General track 12: Open Access drivers and opportunities
11:00am - 11:30am
The role of the Australasian Open Access Strategy Group in supporting OA initiatives in the Australasian region.
Australasian Open Access Strategy Group
The Australasian Open Access Strategy Group (AOASG) was formed during 2013 with the aim of providing a central group to advocate on open access. It was originally focus was Australia. In 2015 it expanded to include New Zealand institutions.
AOASG’s activities include advocacy for open access, through a range of models, at local and national level, collaboration with relevant local organisations, such as Creative Commons Australia and Creative Commons New Zealand and support of a local community of practitioners on open access.

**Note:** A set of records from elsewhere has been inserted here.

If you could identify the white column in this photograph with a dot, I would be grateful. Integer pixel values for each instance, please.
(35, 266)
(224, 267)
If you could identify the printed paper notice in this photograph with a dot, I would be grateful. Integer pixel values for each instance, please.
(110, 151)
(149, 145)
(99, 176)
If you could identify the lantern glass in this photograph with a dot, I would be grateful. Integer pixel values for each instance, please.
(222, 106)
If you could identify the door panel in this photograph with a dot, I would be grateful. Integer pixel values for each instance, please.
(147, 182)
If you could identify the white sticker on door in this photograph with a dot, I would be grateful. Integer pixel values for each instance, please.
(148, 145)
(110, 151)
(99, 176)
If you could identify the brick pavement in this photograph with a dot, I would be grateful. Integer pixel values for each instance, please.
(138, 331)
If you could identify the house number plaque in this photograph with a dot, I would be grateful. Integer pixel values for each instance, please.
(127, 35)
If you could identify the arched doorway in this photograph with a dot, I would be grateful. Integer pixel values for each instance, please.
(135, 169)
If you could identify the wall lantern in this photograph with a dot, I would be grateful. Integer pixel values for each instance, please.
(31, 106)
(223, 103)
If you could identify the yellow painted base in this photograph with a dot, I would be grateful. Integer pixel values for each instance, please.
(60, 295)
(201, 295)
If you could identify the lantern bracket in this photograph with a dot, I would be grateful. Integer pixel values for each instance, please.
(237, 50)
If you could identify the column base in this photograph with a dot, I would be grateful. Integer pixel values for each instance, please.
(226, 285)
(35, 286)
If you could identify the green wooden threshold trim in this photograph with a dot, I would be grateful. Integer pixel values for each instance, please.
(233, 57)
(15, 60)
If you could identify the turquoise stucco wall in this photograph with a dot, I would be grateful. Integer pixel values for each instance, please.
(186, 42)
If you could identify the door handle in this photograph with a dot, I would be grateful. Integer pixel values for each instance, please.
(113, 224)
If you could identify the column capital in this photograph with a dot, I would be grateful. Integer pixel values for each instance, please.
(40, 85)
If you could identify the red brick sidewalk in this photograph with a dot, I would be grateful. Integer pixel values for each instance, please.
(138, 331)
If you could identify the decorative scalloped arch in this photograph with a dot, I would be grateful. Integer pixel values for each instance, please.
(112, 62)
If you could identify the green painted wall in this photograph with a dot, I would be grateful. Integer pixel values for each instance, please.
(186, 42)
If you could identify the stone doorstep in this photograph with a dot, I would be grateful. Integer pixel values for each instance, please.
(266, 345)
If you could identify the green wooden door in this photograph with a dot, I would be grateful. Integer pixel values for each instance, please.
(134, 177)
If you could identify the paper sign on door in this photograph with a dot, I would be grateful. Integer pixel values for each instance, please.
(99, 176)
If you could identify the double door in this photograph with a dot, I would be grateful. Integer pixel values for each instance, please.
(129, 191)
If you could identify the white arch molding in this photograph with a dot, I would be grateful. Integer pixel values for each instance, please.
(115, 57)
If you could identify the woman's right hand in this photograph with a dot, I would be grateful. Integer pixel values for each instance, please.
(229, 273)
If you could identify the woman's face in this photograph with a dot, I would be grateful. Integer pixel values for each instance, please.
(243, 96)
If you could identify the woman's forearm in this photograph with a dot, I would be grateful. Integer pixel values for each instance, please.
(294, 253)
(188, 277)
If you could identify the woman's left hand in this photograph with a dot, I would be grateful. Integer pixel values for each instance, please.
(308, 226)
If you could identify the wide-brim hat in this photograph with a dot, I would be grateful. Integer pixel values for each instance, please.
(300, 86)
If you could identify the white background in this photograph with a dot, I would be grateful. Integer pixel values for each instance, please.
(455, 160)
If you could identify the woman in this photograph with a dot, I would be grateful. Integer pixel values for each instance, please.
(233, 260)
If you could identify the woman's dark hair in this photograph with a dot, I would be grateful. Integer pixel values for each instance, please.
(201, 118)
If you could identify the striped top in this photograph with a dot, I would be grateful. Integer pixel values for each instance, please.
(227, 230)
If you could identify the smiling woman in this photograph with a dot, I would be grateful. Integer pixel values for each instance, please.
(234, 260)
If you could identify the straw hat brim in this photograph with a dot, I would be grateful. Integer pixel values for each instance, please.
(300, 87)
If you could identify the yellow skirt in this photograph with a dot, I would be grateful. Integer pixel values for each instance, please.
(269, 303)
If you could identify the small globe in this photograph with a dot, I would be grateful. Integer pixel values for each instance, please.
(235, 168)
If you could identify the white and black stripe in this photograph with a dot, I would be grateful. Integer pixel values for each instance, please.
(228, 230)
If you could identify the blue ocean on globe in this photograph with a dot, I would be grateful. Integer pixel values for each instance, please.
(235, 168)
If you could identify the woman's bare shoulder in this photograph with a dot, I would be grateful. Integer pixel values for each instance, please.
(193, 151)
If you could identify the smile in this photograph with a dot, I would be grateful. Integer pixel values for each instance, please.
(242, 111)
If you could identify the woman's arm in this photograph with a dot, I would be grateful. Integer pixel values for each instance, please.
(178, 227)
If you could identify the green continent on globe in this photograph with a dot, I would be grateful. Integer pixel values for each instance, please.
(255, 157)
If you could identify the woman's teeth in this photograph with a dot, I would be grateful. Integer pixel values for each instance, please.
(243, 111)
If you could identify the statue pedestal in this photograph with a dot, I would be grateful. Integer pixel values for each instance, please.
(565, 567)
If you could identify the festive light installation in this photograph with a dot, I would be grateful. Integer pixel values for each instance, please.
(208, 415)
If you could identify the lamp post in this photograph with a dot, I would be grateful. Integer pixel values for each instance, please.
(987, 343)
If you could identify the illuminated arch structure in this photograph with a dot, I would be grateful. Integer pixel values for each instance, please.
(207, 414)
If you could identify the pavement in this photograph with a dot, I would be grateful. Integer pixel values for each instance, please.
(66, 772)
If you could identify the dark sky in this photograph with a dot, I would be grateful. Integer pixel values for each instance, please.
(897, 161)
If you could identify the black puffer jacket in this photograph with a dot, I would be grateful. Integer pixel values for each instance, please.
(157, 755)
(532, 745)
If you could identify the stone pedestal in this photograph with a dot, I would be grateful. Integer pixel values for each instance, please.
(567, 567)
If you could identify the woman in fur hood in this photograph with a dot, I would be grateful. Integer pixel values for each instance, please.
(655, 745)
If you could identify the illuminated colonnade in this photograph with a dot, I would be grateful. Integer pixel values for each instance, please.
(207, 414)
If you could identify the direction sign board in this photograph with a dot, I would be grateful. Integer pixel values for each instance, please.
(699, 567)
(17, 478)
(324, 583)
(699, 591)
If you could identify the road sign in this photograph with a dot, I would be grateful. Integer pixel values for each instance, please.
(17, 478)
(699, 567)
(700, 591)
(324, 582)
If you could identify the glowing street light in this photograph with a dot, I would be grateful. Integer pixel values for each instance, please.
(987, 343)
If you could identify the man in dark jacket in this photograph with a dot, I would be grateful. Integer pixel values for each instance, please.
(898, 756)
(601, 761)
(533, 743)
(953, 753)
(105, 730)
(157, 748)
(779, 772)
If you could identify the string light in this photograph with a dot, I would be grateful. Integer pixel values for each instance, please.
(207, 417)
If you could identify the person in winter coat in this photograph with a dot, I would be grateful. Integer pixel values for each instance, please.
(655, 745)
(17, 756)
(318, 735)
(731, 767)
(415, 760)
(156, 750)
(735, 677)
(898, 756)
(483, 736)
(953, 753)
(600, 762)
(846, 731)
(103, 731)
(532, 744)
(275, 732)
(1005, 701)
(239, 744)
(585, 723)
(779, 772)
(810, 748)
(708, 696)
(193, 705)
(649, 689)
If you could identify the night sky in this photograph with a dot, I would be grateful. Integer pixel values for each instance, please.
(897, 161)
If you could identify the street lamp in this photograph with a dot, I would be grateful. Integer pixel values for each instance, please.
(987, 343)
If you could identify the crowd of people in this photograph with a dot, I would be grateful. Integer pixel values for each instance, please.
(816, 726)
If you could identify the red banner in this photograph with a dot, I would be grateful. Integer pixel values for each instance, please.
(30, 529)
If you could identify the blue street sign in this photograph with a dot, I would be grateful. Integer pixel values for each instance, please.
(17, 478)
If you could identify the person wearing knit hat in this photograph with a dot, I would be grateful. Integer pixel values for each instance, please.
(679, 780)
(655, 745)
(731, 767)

AOASG provides a point of contact for international groups working on open access. It also has a specific role in raising awareness of specific open access initiatives elsewhere, and engaging in debate on the relevance of those initiatives to this region.
11:30am - 12:30pm
Panel Discussion: Catalysing Open Access: Global drivers for OA
1Symplectic, United Kingdom; 2Princeton University; 3University of Melbourne; 4University of Canterbury; 5University of Cambridge
There are 199 different funder open access policies from all over the world listed in Sherpa Romeo. Whilst ROARMap documents 571 open access policies at global research institutions plus there are many more institutional policies and unwritten practices not yet documented.
Between funder mandates, government reporting exercises, institutional policies and publisher agreements, the development of open access infrastructure and support continues to be pulled in different directions by the diverse global drivers for open access. As a result, the priorities for development can be notably different around the world.
Join our expert panel as they explore the global drivers for open access that have impacted their priorities in developing open access infrastructure and support.
Spanning a range of countries and repository platforms, our panel will talk about their experiences catalysing open access at their institution; sharing about what’s worked, what’s failed and what challenges still remain. The panel will also explore a range of ideas for ways to work more collaboratively on a global scale.
Come along and share your experiences to help build up a picture of the interconnections and divergences between the global drivers for open access and begin an open conversation about the path forward.